Il vecchio generale andò incontro ad Alessandro con una scorta d’onore comandata da suo figlio Filota; quando fu a poca distanza, fece schierare la guardia e avanzò da solo a piedi tenendo il cavallo per la cavezza. Anche il sovrano smontò e gli andò incontro a piedi, mentre l’esercito levava alte grida di saluto e di gioia per il felice ricongiungimento dei due contingenti.

Parmenione abbracciò e baciò il re su tutte e due le guance: «Sire, non puoi immaginare quanto sia contento di vederti. Ero molto preoccupato perché non riusciamo a capire le mosse dei persiani».

«Anch’io sono molto contento di vederti, generale. Tuo figlio Filota sta bene? E i tuoi uomini?»

«Stanno tutti bene, sire. E hanno preparato una festa per il tuo arrivo. Ci sarà da bere e da divertirsi.» Mentre parlava, si incamminò a piedi con Alessandro, e Bucefalo ogni tanto spintonava il suo padrone con il muso per attirare la sua attenzione. L’esercito intero procedeva dietro di loro e l’intera cavalleria, data l’ampiezza della spianata, avanzava schierata su un vasto fronte, su tre sole file, sicché faceva una grande impressione vedere due uomini a piedi che passeggiavano tranquillamente in mezzo a quello sterminato altopiano, seguiti da quell’imponente schieramento e dal rombo di decine di migliaia di zoccoli al passo.

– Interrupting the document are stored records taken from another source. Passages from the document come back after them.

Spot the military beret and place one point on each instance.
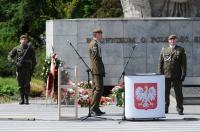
(172, 36)
(23, 36)
(97, 30)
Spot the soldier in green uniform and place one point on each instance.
(173, 65)
(23, 56)
(97, 69)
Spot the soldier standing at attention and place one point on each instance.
(173, 65)
(98, 71)
(23, 56)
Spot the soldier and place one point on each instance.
(23, 56)
(98, 71)
(173, 65)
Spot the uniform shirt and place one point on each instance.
(95, 55)
(172, 62)
(16, 54)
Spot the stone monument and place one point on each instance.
(161, 8)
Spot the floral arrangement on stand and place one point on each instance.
(118, 94)
(46, 67)
(84, 94)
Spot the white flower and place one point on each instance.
(70, 90)
(85, 97)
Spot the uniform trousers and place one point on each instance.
(177, 84)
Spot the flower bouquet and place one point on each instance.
(118, 94)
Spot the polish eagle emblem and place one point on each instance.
(145, 95)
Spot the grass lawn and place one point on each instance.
(9, 89)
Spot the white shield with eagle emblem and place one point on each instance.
(145, 96)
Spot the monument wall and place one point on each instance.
(120, 35)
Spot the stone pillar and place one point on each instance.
(136, 8)
(179, 8)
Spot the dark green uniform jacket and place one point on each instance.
(173, 62)
(96, 62)
(29, 61)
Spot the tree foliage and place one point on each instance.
(19, 17)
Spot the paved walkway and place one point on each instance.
(13, 118)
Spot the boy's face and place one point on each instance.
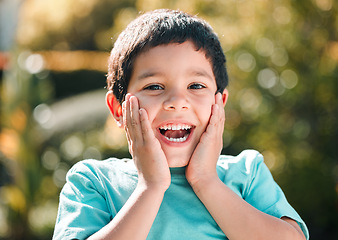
(175, 84)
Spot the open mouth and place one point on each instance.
(176, 132)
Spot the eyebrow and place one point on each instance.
(194, 72)
(149, 74)
(201, 73)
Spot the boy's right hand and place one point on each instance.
(149, 158)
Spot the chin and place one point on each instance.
(178, 161)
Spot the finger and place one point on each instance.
(147, 132)
(135, 125)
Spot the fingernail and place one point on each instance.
(127, 96)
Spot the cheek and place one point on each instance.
(203, 109)
(149, 106)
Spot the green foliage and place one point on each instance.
(282, 59)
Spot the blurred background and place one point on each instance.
(283, 66)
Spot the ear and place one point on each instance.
(225, 95)
(115, 108)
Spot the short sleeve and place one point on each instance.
(264, 194)
(82, 208)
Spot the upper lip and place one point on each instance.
(176, 126)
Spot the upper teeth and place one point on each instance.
(176, 127)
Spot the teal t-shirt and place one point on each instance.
(96, 190)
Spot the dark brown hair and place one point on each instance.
(162, 27)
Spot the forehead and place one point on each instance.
(172, 59)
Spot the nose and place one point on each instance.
(176, 101)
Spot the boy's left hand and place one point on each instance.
(202, 165)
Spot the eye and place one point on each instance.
(153, 87)
(196, 86)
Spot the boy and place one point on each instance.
(166, 81)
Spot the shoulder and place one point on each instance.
(238, 172)
(244, 162)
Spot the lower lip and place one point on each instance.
(176, 144)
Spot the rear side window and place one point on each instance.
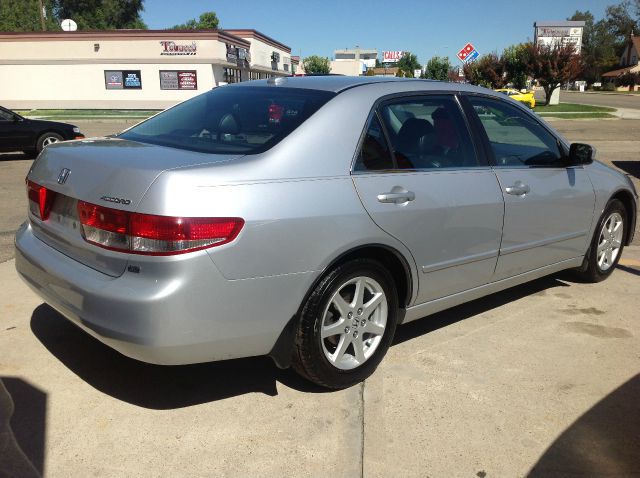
(428, 132)
(374, 152)
(231, 119)
(516, 139)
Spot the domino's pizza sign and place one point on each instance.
(468, 53)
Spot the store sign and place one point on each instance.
(240, 56)
(187, 80)
(178, 80)
(132, 79)
(244, 54)
(123, 80)
(232, 53)
(113, 80)
(173, 48)
(391, 56)
(559, 35)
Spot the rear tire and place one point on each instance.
(46, 139)
(606, 245)
(346, 325)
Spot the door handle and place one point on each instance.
(397, 197)
(518, 189)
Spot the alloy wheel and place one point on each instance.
(354, 322)
(610, 241)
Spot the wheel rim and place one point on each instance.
(354, 322)
(49, 140)
(610, 241)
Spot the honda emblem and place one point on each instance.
(64, 174)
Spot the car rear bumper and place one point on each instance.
(172, 312)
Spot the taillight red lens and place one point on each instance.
(153, 235)
(40, 199)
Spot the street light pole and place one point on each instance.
(41, 15)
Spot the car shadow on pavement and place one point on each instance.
(17, 155)
(23, 409)
(604, 441)
(628, 269)
(631, 167)
(147, 385)
(448, 317)
(168, 387)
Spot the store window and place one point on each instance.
(122, 80)
(232, 75)
(178, 80)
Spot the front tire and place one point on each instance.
(46, 139)
(607, 243)
(346, 325)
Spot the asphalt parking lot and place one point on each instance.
(541, 380)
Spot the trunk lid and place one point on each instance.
(109, 172)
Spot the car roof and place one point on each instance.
(334, 83)
(382, 84)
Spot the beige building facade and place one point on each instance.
(133, 69)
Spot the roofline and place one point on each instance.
(130, 35)
(251, 33)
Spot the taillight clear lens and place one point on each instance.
(40, 200)
(153, 235)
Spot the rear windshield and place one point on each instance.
(231, 119)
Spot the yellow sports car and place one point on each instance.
(526, 98)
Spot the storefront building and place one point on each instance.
(133, 69)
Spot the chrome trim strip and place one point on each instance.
(542, 242)
(460, 261)
(427, 308)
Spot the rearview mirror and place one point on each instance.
(580, 153)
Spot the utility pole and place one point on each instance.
(41, 15)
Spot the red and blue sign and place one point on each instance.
(468, 53)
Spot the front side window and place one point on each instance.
(5, 116)
(231, 119)
(516, 138)
(428, 132)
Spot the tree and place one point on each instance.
(101, 14)
(619, 23)
(437, 68)
(628, 79)
(24, 16)
(553, 65)
(408, 64)
(472, 73)
(514, 59)
(316, 65)
(492, 69)
(207, 21)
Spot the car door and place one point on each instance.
(548, 206)
(420, 180)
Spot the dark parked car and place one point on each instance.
(23, 134)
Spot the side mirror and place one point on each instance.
(580, 153)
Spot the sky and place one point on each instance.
(424, 27)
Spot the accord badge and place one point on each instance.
(64, 174)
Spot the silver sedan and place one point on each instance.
(305, 218)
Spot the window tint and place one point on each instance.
(231, 119)
(516, 138)
(374, 153)
(5, 116)
(428, 132)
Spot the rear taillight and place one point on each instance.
(40, 200)
(153, 235)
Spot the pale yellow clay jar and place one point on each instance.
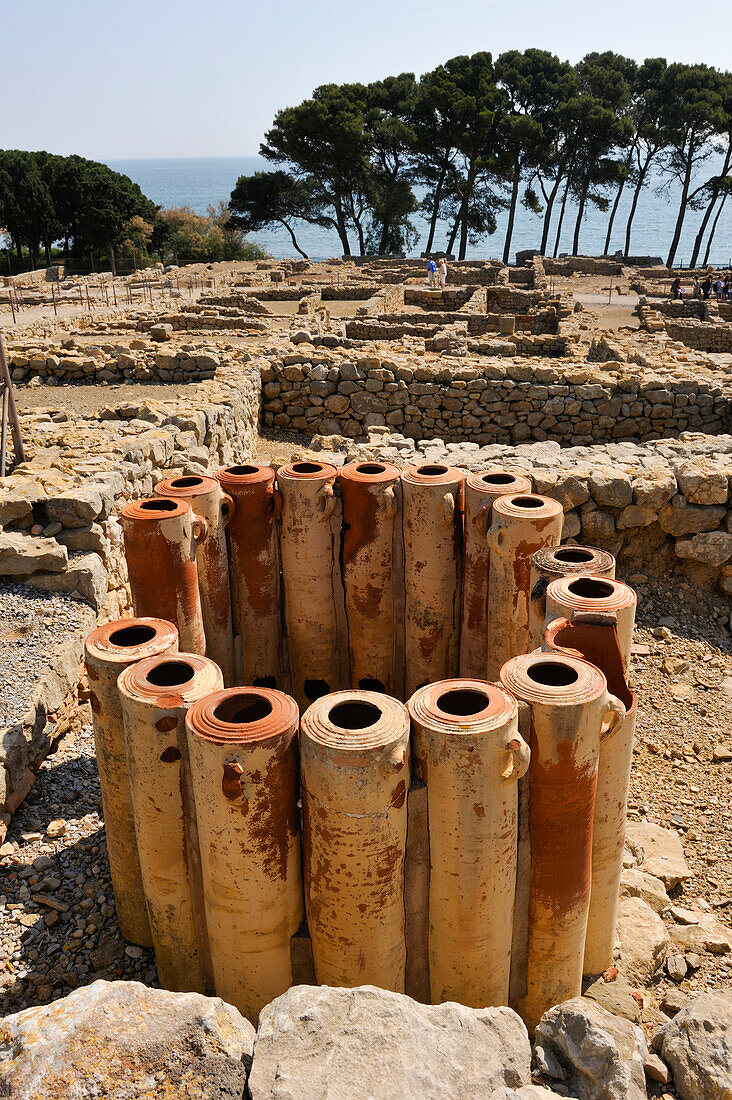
(481, 491)
(242, 746)
(556, 562)
(433, 552)
(596, 595)
(598, 642)
(467, 749)
(155, 695)
(162, 538)
(208, 501)
(373, 575)
(570, 711)
(522, 525)
(354, 749)
(108, 650)
(309, 540)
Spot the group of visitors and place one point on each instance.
(435, 272)
(720, 288)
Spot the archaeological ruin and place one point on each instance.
(380, 638)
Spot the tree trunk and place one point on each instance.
(547, 213)
(433, 220)
(713, 229)
(561, 218)
(612, 215)
(681, 213)
(512, 211)
(636, 196)
(295, 244)
(578, 223)
(708, 211)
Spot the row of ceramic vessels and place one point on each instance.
(467, 846)
(371, 576)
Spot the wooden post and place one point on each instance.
(12, 411)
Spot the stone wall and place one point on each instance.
(93, 363)
(489, 403)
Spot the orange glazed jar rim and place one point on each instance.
(186, 485)
(155, 508)
(243, 716)
(243, 474)
(462, 705)
(370, 472)
(131, 639)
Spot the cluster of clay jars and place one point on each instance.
(462, 845)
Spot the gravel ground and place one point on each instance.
(32, 626)
(57, 926)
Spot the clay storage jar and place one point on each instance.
(373, 575)
(108, 650)
(242, 746)
(254, 572)
(433, 497)
(481, 491)
(598, 642)
(207, 499)
(155, 695)
(310, 549)
(554, 562)
(570, 710)
(522, 525)
(161, 539)
(354, 749)
(596, 595)
(467, 749)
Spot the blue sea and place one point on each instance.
(200, 182)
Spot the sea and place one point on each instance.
(204, 182)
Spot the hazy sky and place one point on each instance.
(204, 77)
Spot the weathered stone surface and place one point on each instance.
(663, 853)
(602, 1053)
(121, 1040)
(697, 1046)
(316, 1042)
(634, 883)
(615, 997)
(22, 554)
(711, 548)
(643, 939)
(707, 934)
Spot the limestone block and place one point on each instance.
(602, 1053)
(315, 1042)
(121, 1038)
(663, 853)
(23, 554)
(643, 938)
(697, 1046)
(711, 548)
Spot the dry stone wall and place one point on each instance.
(501, 402)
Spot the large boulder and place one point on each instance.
(643, 939)
(602, 1054)
(317, 1043)
(697, 1046)
(121, 1040)
(663, 853)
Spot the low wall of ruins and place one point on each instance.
(493, 403)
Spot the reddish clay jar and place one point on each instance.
(161, 538)
(208, 501)
(254, 572)
(372, 563)
(481, 491)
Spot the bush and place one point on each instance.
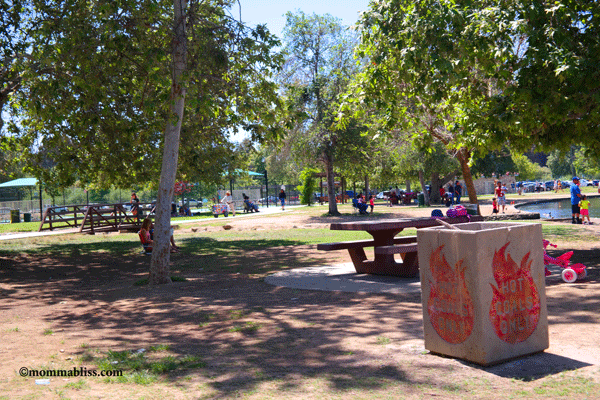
(309, 185)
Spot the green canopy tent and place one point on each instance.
(24, 182)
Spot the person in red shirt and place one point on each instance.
(500, 193)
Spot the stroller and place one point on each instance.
(570, 272)
(249, 206)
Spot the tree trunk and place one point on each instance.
(159, 265)
(435, 188)
(330, 182)
(463, 157)
(424, 187)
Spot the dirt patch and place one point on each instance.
(256, 340)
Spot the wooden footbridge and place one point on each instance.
(93, 218)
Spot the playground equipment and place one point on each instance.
(570, 273)
(220, 209)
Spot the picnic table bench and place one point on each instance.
(386, 244)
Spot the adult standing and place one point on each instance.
(500, 193)
(229, 201)
(575, 199)
(457, 191)
(282, 198)
(135, 206)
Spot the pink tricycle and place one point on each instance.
(570, 273)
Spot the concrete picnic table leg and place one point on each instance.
(382, 264)
(385, 264)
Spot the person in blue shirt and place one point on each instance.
(575, 199)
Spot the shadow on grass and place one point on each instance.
(240, 331)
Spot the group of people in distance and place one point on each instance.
(580, 205)
(452, 195)
(362, 205)
(499, 198)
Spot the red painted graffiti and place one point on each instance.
(515, 308)
(449, 306)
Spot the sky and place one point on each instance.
(272, 12)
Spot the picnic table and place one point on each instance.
(386, 244)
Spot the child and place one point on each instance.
(584, 206)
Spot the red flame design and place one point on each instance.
(449, 306)
(515, 308)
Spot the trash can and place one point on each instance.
(15, 216)
(483, 290)
(472, 209)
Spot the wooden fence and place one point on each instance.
(92, 218)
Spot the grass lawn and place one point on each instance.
(71, 301)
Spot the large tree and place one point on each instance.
(121, 84)
(319, 64)
(495, 72)
(410, 80)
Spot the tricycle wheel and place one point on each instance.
(569, 275)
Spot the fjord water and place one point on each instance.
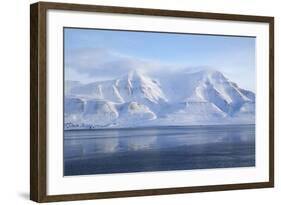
(158, 149)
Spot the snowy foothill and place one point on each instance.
(186, 97)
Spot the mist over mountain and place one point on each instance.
(185, 97)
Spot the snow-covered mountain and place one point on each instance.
(180, 98)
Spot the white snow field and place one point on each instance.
(197, 97)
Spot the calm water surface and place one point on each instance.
(158, 149)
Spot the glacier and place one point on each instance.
(135, 99)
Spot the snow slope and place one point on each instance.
(180, 98)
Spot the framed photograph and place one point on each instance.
(134, 102)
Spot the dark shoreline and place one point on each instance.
(153, 127)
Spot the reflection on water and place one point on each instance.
(158, 148)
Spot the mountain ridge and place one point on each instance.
(136, 99)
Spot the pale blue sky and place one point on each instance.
(89, 52)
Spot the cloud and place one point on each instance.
(93, 64)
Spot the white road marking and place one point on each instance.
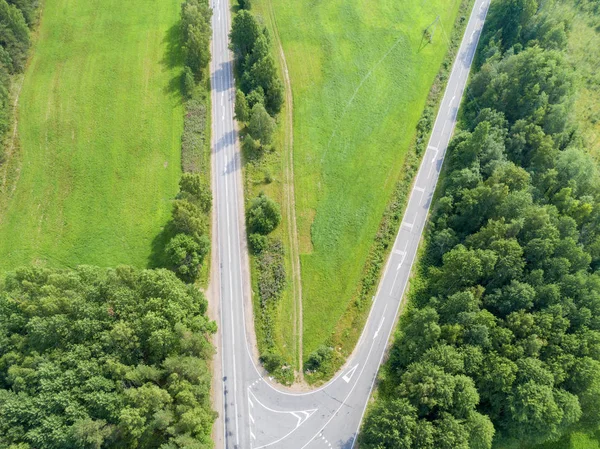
(380, 323)
(348, 376)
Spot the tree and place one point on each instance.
(263, 215)
(85, 390)
(186, 254)
(14, 35)
(242, 111)
(388, 425)
(244, 33)
(188, 219)
(261, 125)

«Sono arrivati i nostri rinforzi?» chiese il re.

«Purtroppo no.»

«Sai almeno se sono in avvicinamento?»

«Non ancora.»

Alessandro continuò a camminare in silenzio perché la domanda che voleva rivolgergli ora gli pesava molto. Parmenione taceva per non metterlo in imbarazzo.

«Lui dov’è?» chiese a un tratto Alessandro come se si informasse su un argomento di nessuna importanza.

«Sisine è tornato con il tuo messaggio a voce e io non ho fatto che eseguire i tuoi ordini. Aminta è sotto custodia nei suoi alloggiamenti e ho messo temporaneamente Filota al comando della cavalleria tessala.»

«Come l’ha presa?»

«Male, ma era prevedibile.»

«Mi sembra impossibile. Mi è sempre stato fedele: l’ho visto rischiare in molte occasioni la sua vita.»

Parmenione scosse la testa. «Il potere corrompe molti uomini» osservò. Ma dentro di sé pensava “tutti”. «Tuttavia non abbiamo nessuna prova che lui avesse accettato.»

«Il messo persiano con la lettera?»

«È mio prigioniero. E posso mostrarti la lettera che aveva con sé.»

«È in greco o in persiano?»

«È in greco, ma mi sembra normale. Il Gran Re ha molti greci, fra cui non pochi ateniesi, alla sua corte: non ha certo difficoltà a far redigere un documento di quel genere.